Il n’en reste pas moins qu’un Parisien qui décide de demander 20 euros à quelqu’un qu’il co-voiture chaque matin risque de s’exposer à des sanctions désagréables. Officiellement, la loi protège le co-voiturage. Dans la pratique, on ne comprend plus trop la distinction entre un co-voiturage qui cherche juste à couvrir ses frais de déplacement et le système Uberpop décrit ainsi par le Conseil Constitutionnel: 

« Considérant qu’il ressort des dispositions de l’article L. 3120-1 du code des transports que l’activité de transport routier de personnes effectuée à titre onéreux avec des véhicules de moins de dix places ne peut être exercée que dans les conditions prévues par le titre II du livre Ier de la troisième partie de ce code ; que l’exercice de cette activité est donc interdite aux personnes qui ne sont ni des entreprises de transport routier pouvant effectuer les services occasionnels mentionnés au chapitre II du titre Ier de ce livre, ni des taxis, des véhicules motorisés à deux ou trois roues ou des voitures de transport avec chauffeur ; que le législateur a entendu, par les dispositions contestées, réprimer des agissements facilitant l’exercice d’une activité interdite ; que, par suite, le grief tiré de la méconnaissance de la liberté d’entreprendre, qui n’est pas dirigé à l’encontre des dispositions réglementant l’activité de transport public particulier de personnes à titre onéreux, est inopérant ». 

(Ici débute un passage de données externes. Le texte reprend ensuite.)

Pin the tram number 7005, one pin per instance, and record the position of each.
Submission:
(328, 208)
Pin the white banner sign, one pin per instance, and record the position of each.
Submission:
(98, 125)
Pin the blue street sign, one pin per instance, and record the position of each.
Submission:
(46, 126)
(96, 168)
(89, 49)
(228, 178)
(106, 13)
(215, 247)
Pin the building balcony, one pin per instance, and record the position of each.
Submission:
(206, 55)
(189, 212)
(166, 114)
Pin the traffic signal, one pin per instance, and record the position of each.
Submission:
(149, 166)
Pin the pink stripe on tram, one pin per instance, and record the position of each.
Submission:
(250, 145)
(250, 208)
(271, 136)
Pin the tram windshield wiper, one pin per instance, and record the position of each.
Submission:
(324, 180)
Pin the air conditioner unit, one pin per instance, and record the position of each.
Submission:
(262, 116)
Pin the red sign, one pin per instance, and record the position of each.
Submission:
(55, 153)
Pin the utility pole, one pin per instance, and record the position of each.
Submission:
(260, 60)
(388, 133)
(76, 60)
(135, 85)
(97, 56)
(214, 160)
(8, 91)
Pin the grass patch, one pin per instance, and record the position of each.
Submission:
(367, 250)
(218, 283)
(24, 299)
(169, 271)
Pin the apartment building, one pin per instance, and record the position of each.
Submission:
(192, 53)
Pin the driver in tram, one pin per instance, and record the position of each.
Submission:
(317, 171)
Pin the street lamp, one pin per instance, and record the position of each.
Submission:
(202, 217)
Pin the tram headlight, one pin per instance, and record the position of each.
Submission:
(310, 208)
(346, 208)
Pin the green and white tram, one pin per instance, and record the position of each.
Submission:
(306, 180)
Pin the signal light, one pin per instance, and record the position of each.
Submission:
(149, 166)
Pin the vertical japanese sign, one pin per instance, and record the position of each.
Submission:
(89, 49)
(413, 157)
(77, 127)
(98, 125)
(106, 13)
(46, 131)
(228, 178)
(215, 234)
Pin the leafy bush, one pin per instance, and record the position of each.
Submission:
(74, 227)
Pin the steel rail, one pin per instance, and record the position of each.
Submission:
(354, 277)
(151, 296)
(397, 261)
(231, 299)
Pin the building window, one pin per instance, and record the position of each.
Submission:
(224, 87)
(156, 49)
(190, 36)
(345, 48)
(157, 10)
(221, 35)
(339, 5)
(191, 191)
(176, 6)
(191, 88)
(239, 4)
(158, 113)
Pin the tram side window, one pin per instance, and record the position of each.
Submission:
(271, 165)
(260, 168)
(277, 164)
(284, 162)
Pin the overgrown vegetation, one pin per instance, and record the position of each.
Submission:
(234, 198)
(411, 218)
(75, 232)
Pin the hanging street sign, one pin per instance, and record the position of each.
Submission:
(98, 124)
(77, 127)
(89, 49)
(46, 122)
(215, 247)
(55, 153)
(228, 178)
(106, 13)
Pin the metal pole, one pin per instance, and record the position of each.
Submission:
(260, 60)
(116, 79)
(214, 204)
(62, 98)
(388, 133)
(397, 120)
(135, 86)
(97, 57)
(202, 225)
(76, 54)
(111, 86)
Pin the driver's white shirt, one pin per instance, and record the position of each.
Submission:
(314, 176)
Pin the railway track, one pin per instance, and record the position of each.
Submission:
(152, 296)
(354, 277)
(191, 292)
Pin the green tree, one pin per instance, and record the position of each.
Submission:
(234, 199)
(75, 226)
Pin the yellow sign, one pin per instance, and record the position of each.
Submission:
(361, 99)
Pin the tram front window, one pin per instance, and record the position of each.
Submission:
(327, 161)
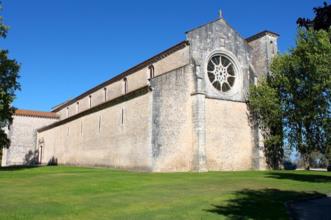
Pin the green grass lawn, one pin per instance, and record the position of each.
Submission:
(100, 193)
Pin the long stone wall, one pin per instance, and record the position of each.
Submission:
(117, 136)
(229, 144)
(172, 120)
(22, 134)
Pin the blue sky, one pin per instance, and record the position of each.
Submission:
(66, 47)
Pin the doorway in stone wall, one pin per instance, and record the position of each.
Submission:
(40, 154)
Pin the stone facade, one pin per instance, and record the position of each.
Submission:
(23, 136)
(168, 113)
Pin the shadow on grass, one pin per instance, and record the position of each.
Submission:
(309, 177)
(16, 168)
(260, 204)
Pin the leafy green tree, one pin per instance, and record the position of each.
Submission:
(322, 20)
(9, 69)
(294, 102)
(265, 106)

Les Sages ont donc réglementé à nouveau l’exercice d’une activité, en considérant qu’une activité donnée (le transport routier de personne effectuée à titre onéreux) suppose la constitution d’une profession, sous peine de voir des peines de prison prononcées.  

Ce faisant, le Conseil a interdit de pratiquer une profession sous des formes inconnues des textes. 

Une jurisprudence qui fige les métiers

Cette décision remet donc au goût du jour la distinction propre à l’économie ancienne entre le hobby et la profession. Soit on pratique un hobby (le transport de personne) et on ne peut gagner d’argent en le pratiquant, soit on veut gagner de l’argent et on doit accepter une professionnalisation.  

Mais, pratiquer un hobby sans professionnaliser, le Conseil Constitutionnel non seulement ne peut l’entendre, mais il valide le prononcé de peines de prison contre ceux qui auraient encore un doute. Une fois pour toutes, les métiers sont figés en France, et il faudra prendre garde à ne pas finir en prison si on veut les faire évoluer. 

A titre d’éclairage, il serait intéressant de savoir combien de membres du Conseil Constitutionnel connaissent le sens du mot « Smartphone ».